Still being in the early stages of its transformation plan is dragging on these full-year numbers, but there is little doubt that Burberry's (LSE:BRBY) aspirations are high.

Revitalising its iconic brand may take some time, but Burberry seems well-positioned. It is continuing to invest in itself, such as its further push towards digital, its stores are being revamped and for the most part the company is shedding its non-luxury lines. 

At the same time, the Riccardo collection seems to have been well received, with a growing social media presence adding to the "brand heat" which Burberry is chasing. 

In terms of the numbers, the business is being carefully managed amid the transformation, with cost savings on track, operational expenditure down, revenues in line and a 7% increase in operating profit.

The net cash on the balance sheet has also enabled an increase to the dividend as well as the announcement of a £150 million share buyback programme, which is a clear indication of management's confidence in prospects. 

Source: TradingView Past performance is not a guide to future performance

Given the scale of the planned changes, there inevitably remains much to do. Growth in its key Asia Pacific region, which accounts for 41% of revenues, is still in evidence but is more subdued, potentially exacerbated by the ongoing spat between the US and China and the economic consequences. 

Growth in the US itself is also soft, the gross margin has suffered after further investment in the business and foreign exchange headwinds, and the guidance provided by the company paints nothing more than a picture of broadly stable revenues in the nearer term. 

Meanwhile, even though there has been an increase to the dividend, the current yield of 2.2% would tend to put Burberry into the growth rather than income category.

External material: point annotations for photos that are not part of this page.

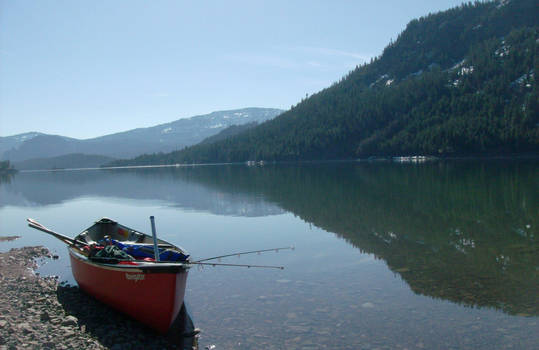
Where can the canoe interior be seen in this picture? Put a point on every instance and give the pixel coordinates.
(107, 228)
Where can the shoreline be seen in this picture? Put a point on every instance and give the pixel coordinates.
(391, 159)
(40, 313)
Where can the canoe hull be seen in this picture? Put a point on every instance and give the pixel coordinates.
(153, 297)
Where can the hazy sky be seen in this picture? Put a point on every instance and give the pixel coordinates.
(89, 68)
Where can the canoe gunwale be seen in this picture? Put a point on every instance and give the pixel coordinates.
(142, 266)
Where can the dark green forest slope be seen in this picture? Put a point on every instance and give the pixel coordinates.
(454, 83)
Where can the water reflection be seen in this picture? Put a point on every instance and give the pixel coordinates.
(464, 232)
(176, 188)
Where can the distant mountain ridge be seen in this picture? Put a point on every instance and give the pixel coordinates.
(455, 83)
(160, 138)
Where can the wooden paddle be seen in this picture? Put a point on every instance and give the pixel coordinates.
(68, 240)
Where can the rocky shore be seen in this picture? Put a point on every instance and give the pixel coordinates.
(40, 313)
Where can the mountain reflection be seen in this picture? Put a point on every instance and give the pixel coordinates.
(462, 231)
(175, 188)
(459, 231)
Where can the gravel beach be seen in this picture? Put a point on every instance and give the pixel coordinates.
(40, 313)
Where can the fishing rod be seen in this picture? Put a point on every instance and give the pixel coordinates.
(243, 253)
(238, 265)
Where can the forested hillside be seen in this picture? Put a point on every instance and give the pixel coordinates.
(455, 83)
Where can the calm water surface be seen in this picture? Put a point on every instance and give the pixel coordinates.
(442, 255)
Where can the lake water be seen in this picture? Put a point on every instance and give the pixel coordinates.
(441, 255)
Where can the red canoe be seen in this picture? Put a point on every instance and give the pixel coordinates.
(151, 292)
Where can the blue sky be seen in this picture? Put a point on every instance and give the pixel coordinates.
(89, 68)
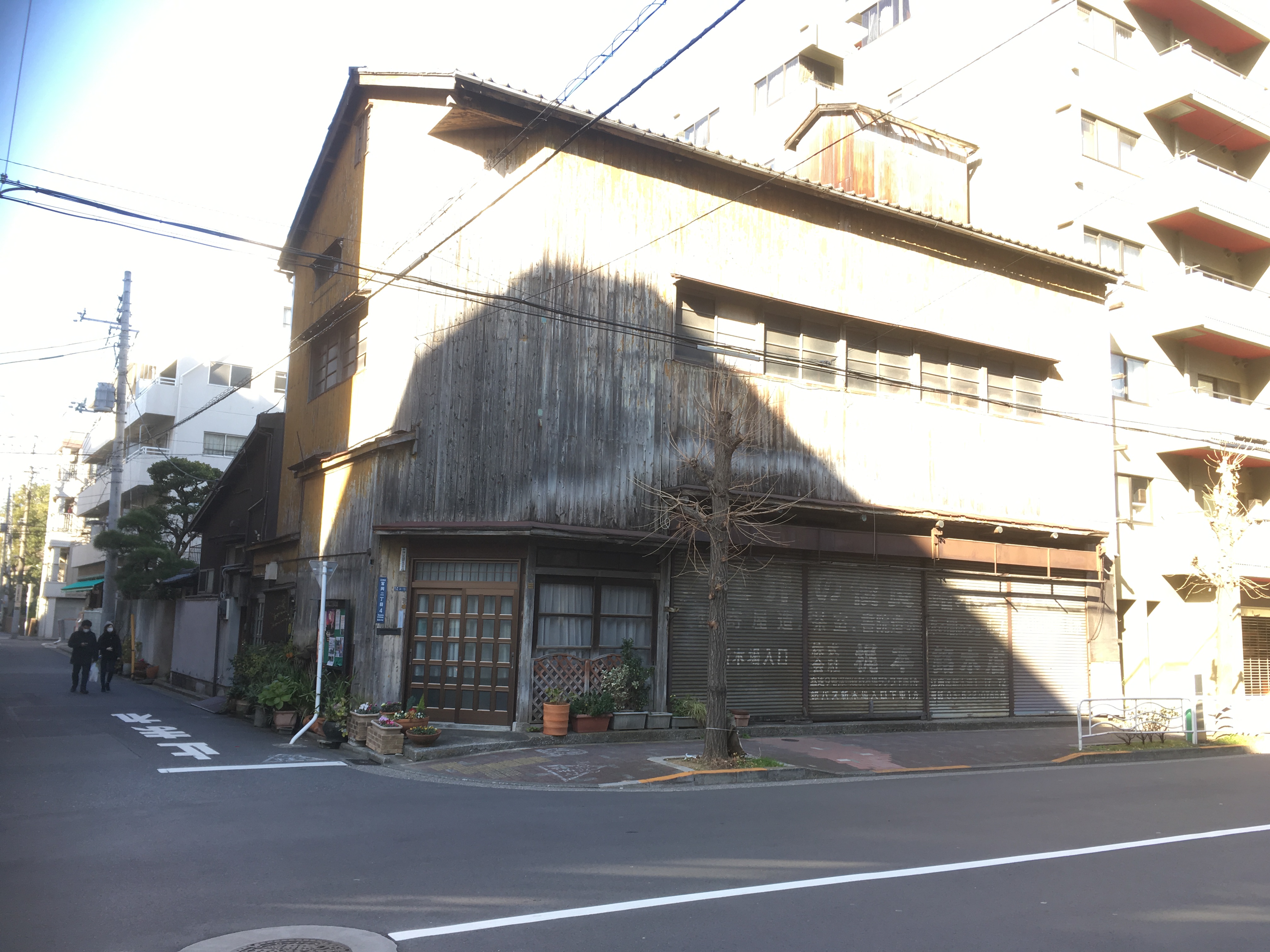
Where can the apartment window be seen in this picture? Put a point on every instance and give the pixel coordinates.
(1133, 499)
(328, 264)
(801, 349)
(699, 133)
(229, 375)
(707, 337)
(883, 17)
(595, 615)
(1103, 33)
(1114, 253)
(337, 356)
(1014, 390)
(221, 444)
(879, 365)
(771, 89)
(1218, 389)
(950, 379)
(1108, 144)
(1130, 379)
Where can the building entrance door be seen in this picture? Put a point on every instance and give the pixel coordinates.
(463, 653)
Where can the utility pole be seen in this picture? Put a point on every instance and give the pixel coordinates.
(22, 555)
(121, 409)
(6, 569)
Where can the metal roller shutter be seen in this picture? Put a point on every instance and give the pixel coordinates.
(1256, 655)
(1051, 657)
(968, 648)
(865, 627)
(765, 637)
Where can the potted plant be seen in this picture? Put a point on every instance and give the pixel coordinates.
(384, 735)
(358, 722)
(591, 711)
(688, 712)
(556, 712)
(628, 685)
(423, 737)
(415, 718)
(277, 696)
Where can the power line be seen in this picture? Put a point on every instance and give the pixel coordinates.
(17, 88)
(571, 139)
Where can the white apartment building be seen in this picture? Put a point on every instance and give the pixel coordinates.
(161, 423)
(1127, 133)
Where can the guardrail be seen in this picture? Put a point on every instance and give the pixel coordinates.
(1131, 718)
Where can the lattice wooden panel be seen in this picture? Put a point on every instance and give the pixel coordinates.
(569, 673)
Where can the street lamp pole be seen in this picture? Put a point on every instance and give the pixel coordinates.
(324, 570)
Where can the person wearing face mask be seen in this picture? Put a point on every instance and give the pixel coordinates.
(110, 649)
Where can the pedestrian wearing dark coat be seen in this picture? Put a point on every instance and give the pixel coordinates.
(83, 645)
(110, 649)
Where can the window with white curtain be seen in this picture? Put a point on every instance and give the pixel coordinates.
(596, 614)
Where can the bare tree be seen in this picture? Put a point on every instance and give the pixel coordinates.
(1228, 521)
(732, 514)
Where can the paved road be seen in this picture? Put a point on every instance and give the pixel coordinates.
(103, 853)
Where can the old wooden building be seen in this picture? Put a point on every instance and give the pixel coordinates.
(500, 349)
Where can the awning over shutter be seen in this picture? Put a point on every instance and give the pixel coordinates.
(86, 584)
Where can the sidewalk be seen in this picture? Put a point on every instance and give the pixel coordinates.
(539, 762)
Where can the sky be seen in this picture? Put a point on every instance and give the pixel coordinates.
(214, 115)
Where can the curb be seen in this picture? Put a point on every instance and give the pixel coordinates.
(1107, 757)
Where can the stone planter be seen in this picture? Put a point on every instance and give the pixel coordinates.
(285, 720)
(590, 724)
(630, 720)
(358, 727)
(385, 740)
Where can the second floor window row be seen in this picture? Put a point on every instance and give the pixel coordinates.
(858, 360)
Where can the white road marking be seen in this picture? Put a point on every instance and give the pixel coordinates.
(809, 884)
(162, 732)
(199, 751)
(249, 767)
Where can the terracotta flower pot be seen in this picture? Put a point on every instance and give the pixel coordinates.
(556, 720)
(591, 724)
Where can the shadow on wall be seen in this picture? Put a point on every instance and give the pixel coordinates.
(529, 418)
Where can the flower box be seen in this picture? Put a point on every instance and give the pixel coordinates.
(358, 727)
(385, 739)
(590, 724)
(630, 720)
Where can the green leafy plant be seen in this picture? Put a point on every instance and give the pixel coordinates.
(280, 694)
(628, 682)
(593, 704)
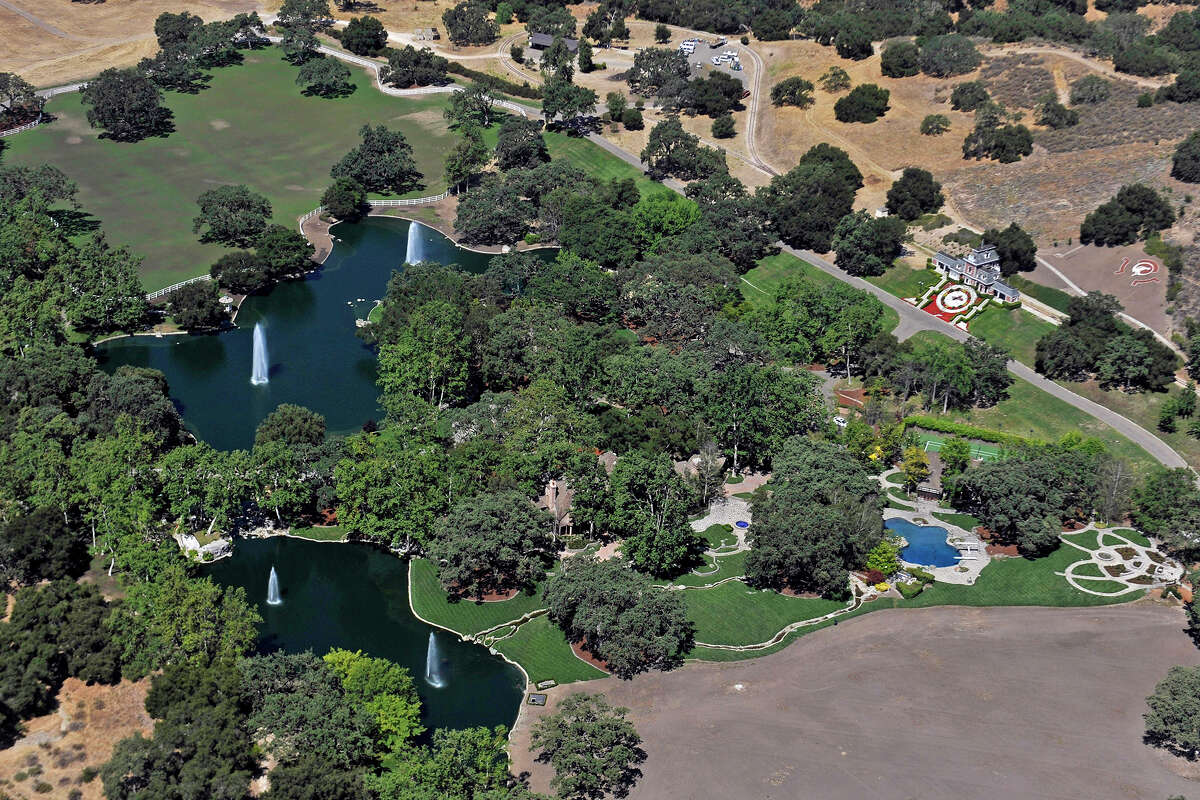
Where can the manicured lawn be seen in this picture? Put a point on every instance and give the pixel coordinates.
(431, 603)
(904, 281)
(321, 533)
(597, 161)
(1035, 414)
(543, 650)
(733, 613)
(1019, 582)
(1013, 329)
(964, 521)
(1144, 408)
(1056, 299)
(718, 535)
(250, 126)
(727, 566)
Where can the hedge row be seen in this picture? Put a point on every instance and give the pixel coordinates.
(507, 86)
(966, 431)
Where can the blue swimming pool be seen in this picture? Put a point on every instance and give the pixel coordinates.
(927, 543)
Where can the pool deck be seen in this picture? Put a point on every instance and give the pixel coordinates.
(963, 540)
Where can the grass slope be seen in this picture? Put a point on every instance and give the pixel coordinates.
(543, 650)
(250, 126)
(430, 602)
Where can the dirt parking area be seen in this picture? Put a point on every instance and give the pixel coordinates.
(1137, 280)
(943, 703)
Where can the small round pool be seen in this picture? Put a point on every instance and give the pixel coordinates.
(927, 543)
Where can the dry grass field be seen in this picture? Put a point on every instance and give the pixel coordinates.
(59, 746)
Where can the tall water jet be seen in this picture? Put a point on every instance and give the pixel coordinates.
(273, 590)
(414, 252)
(433, 675)
(262, 364)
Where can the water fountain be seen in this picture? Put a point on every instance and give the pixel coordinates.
(273, 590)
(414, 252)
(433, 675)
(262, 362)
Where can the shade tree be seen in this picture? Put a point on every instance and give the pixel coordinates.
(126, 104)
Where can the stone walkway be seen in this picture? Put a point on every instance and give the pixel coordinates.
(1117, 560)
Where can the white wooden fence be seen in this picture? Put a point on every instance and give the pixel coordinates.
(167, 290)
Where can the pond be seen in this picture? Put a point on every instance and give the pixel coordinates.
(355, 596)
(316, 359)
(927, 543)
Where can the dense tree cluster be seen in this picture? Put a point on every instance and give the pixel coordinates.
(1096, 343)
(1135, 212)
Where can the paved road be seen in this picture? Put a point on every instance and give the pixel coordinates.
(912, 319)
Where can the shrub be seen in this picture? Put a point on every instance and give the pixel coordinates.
(900, 60)
(865, 103)
(935, 125)
(969, 96)
(723, 127)
(947, 55)
(1090, 90)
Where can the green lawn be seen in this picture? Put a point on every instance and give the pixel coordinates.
(1144, 408)
(597, 161)
(727, 566)
(1013, 329)
(1031, 413)
(250, 126)
(904, 281)
(735, 613)
(430, 602)
(772, 271)
(543, 650)
(321, 533)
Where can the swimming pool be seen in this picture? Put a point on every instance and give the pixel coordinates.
(927, 543)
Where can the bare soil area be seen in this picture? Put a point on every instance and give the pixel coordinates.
(943, 703)
(81, 734)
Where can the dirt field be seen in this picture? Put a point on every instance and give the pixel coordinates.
(1137, 280)
(59, 746)
(947, 703)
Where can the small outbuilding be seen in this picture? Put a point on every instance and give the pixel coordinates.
(543, 42)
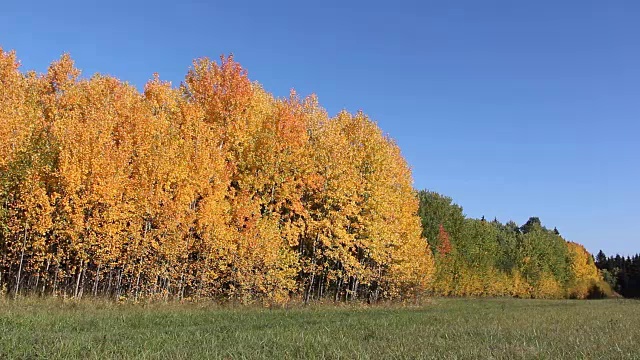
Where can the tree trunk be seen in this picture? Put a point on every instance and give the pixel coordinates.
(24, 243)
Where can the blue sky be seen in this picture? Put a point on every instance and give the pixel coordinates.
(513, 108)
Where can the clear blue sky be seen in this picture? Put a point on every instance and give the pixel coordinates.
(513, 108)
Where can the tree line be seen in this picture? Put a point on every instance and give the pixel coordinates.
(217, 189)
(622, 273)
(210, 189)
(476, 257)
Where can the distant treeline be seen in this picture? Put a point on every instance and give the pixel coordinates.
(622, 273)
(476, 257)
(217, 189)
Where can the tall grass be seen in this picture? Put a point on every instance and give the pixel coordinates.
(440, 329)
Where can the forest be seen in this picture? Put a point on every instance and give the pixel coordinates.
(217, 189)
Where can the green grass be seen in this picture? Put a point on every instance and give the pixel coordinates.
(441, 329)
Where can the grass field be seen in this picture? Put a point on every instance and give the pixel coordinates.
(440, 329)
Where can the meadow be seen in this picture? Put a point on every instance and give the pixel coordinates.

Whether investors will wait to see the results of the transformation is moot. Burberry is making progress but is not shooting the lights out and has the difficult juggling act between running a profitable concern while changing some of its constituent parts. 

The shares have had a reasonable run, having risen 6.5% over the last year, which compares to a 6% decline for the wider FTSE 100 index, but the absence of an obvious bright spot on the horizon has resulted in some initial share price disappointment. The market consensus of the shares as a ‘weak hold’ may yet remain in force for the immediate future.